Celebrations begin as Sun says goodbye to page 3

Protestors cropped

Charity welcomes an end to sexist images in tabloid newspaper

Graham Martin's photo

20th January 2015 by Graham Martin 0 Comments

An anti-abuse charity has welcomed the decision to stop publishing topless pictures of women on page three of the Sun newspaper.

The Rupert Murdoch owned tabloid will cease running the photos on Friday – following a lengthy campaign by people opposed to the objectification of women.

The topless images have long drawn protests, with an online petition against their use attracting more than 215,000 signatures so far.

A campaign group called No More Page Three was founded in 2012 by Lucy-Anne Holmes, and has since gained support from a number of MPs and anti-sexism charities.

Tender, which tackles abuse by promoting healthy relationships based on equality and respect, said the move was a massive step forward.

This won’t mean the end of the objectification but it is important to celebrate the result of decades of campaigning

A spokeswoman said: “Tender was pleased to learn that The Sun appears to have dropped page three.

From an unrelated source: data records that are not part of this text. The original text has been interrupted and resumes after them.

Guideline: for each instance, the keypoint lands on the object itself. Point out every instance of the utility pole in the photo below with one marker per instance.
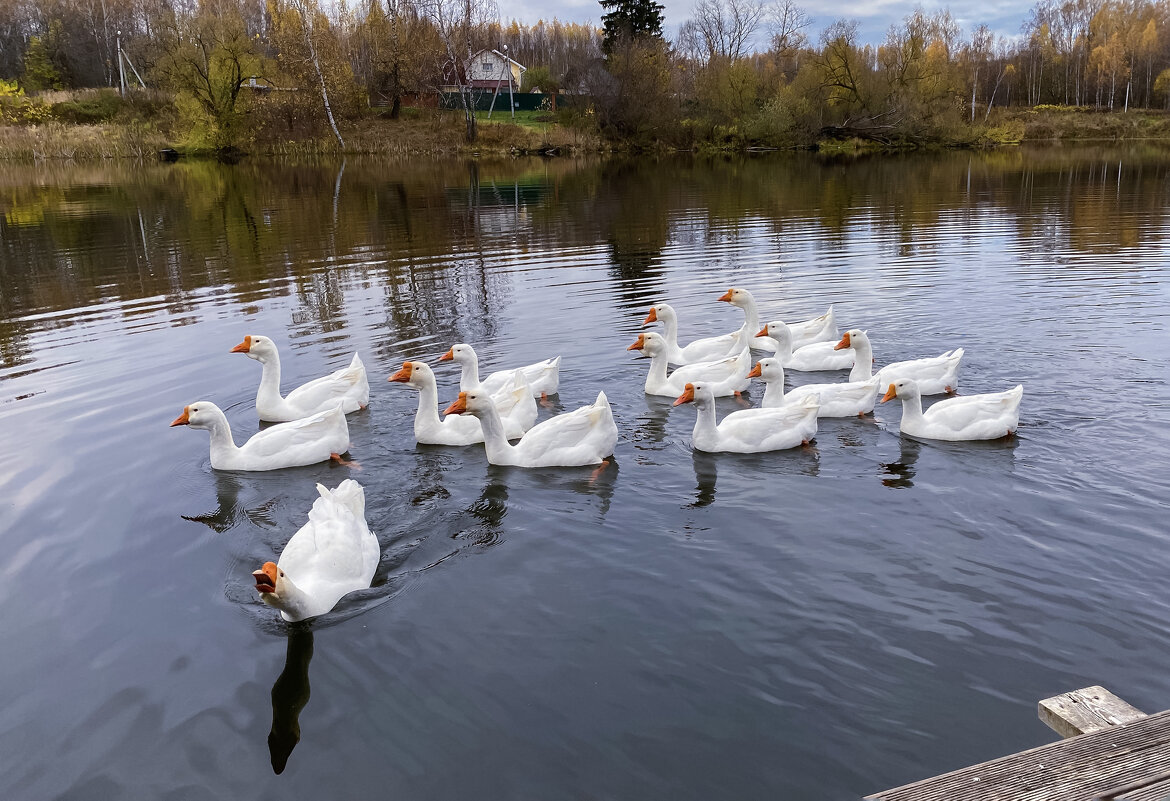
(511, 101)
(122, 73)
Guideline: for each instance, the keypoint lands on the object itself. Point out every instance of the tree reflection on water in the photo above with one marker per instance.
(433, 234)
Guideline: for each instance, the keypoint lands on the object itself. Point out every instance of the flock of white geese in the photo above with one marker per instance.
(335, 553)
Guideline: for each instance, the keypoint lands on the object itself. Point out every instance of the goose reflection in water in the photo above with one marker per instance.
(900, 474)
(290, 694)
(706, 472)
(231, 511)
(804, 461)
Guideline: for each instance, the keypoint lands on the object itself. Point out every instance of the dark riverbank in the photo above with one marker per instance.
(433, 133)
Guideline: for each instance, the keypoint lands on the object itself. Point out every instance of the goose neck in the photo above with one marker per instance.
(269, 392)
(912, 407)
(495, 442)
(426, 418)
(862, 360)
(773, 393)
(224, 448)
(656, 377)
(704, 421)
(469, 378)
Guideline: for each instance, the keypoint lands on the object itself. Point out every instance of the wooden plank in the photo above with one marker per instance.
(1080, 768)
(1086, 711)
(1155, 788)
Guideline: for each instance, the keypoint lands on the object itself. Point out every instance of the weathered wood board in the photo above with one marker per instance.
(1080, 768)
(1086, 711)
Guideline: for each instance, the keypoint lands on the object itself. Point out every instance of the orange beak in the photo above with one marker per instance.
(404, 374)
(459, 406)
(266, 578)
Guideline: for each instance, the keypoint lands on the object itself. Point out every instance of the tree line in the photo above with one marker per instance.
(743, 71)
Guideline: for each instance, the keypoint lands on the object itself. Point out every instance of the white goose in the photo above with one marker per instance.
(986, 416)
(934, 375)
(810, 358)
(329, 557)
(725, 377)
(583, 436)
(837, 400)
(701, 350)
(348, 386)
(816, 330)
(307, 441)
(749, 430)
(543, 377)
(515, 404)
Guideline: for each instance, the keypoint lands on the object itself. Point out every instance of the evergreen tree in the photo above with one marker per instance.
(631, 20)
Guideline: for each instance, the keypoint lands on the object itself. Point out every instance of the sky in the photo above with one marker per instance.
(873, 16)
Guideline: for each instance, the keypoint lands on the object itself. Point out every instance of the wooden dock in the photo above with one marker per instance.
(1113, 752)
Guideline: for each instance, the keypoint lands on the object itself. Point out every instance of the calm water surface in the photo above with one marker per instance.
(816, 623)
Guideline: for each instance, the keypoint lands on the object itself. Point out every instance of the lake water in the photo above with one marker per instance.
(814, 623)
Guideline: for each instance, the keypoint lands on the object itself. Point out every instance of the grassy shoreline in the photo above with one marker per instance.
(440, 135)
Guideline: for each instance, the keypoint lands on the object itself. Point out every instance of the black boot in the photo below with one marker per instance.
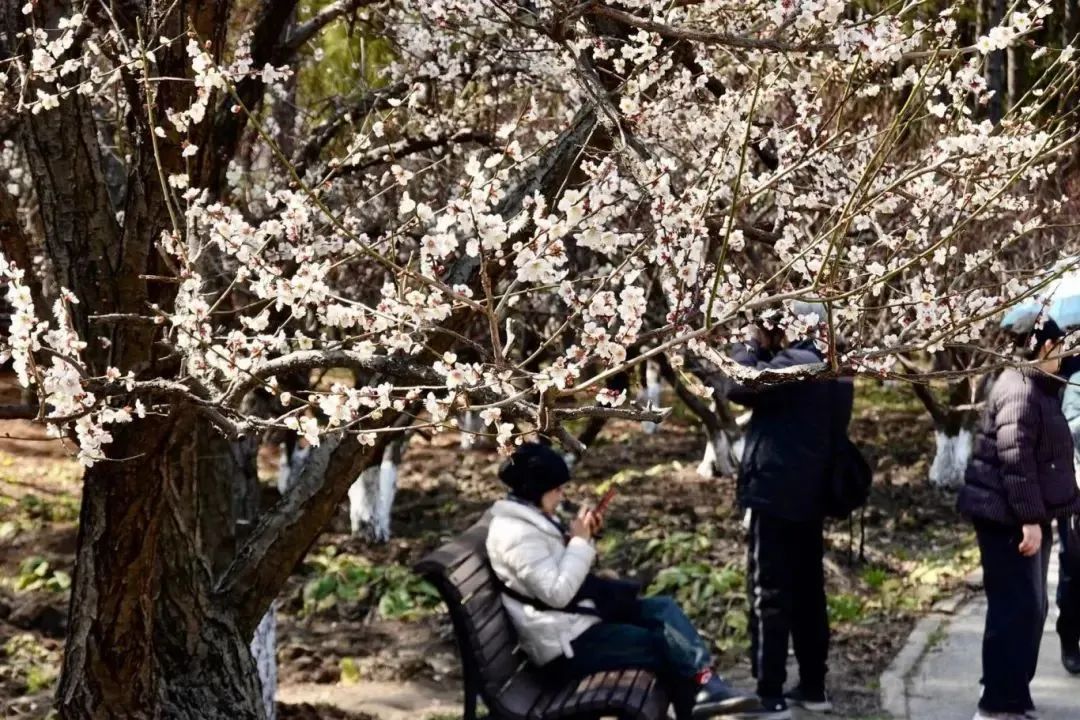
(717, 697)
(1070, 655)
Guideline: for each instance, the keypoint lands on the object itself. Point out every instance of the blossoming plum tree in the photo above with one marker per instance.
(516, 203)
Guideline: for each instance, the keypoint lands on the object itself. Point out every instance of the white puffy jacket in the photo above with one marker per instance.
(528, 554)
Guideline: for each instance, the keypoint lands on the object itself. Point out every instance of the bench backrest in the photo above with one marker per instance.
(486, 637)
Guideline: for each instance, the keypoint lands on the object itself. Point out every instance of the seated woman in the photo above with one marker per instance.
(545, 572)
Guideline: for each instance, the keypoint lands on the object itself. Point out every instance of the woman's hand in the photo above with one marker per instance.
(1033, 540)
(586, 525)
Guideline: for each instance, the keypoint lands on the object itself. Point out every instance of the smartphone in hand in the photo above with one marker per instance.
(605, 501)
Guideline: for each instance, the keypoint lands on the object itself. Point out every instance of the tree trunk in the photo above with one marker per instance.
(652, 392)
(372, 496)
(996, 64)
(953, 451)
(147, 638)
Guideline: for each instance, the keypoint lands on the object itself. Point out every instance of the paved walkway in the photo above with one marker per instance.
(944, 685)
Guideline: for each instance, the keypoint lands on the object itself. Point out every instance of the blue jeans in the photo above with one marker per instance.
(1068, 593)
(662, 640)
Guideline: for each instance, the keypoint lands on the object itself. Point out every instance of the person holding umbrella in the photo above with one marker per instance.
(1068, 579)
(1020, 478)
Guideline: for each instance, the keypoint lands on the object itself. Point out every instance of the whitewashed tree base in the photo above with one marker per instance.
(652, 390)
(718, 458)
(287, 466)
(372, 498)
(265, 651)
(950, 459)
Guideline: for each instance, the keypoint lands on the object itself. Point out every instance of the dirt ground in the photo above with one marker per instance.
(352, 620)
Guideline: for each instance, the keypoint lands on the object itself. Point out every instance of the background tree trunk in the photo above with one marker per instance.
(995, 62)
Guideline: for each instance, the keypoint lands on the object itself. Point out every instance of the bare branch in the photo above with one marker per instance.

“While we know that this won’t mean the end of the objectification of women in The Sun or the media in general, it is important to step back and take a moment to celebrate the result of decades of campaigning that started with Clare Short and was continued by Lucy Anne Holmes and No More Page Three.

“The work is far from done, but today we feel the impact of the bravery and dedication of those who stand up for equality.

“The absence, or even alteration of page three, has received a great deal of public support, and it is so meaningful for the young people we work with to see that what is perceived to be the norm can be challenged and changed. Today is a good day. Tomorrow can be better.”

It is understood that although removed from the paper, the images will still be carried on The Sun’s website.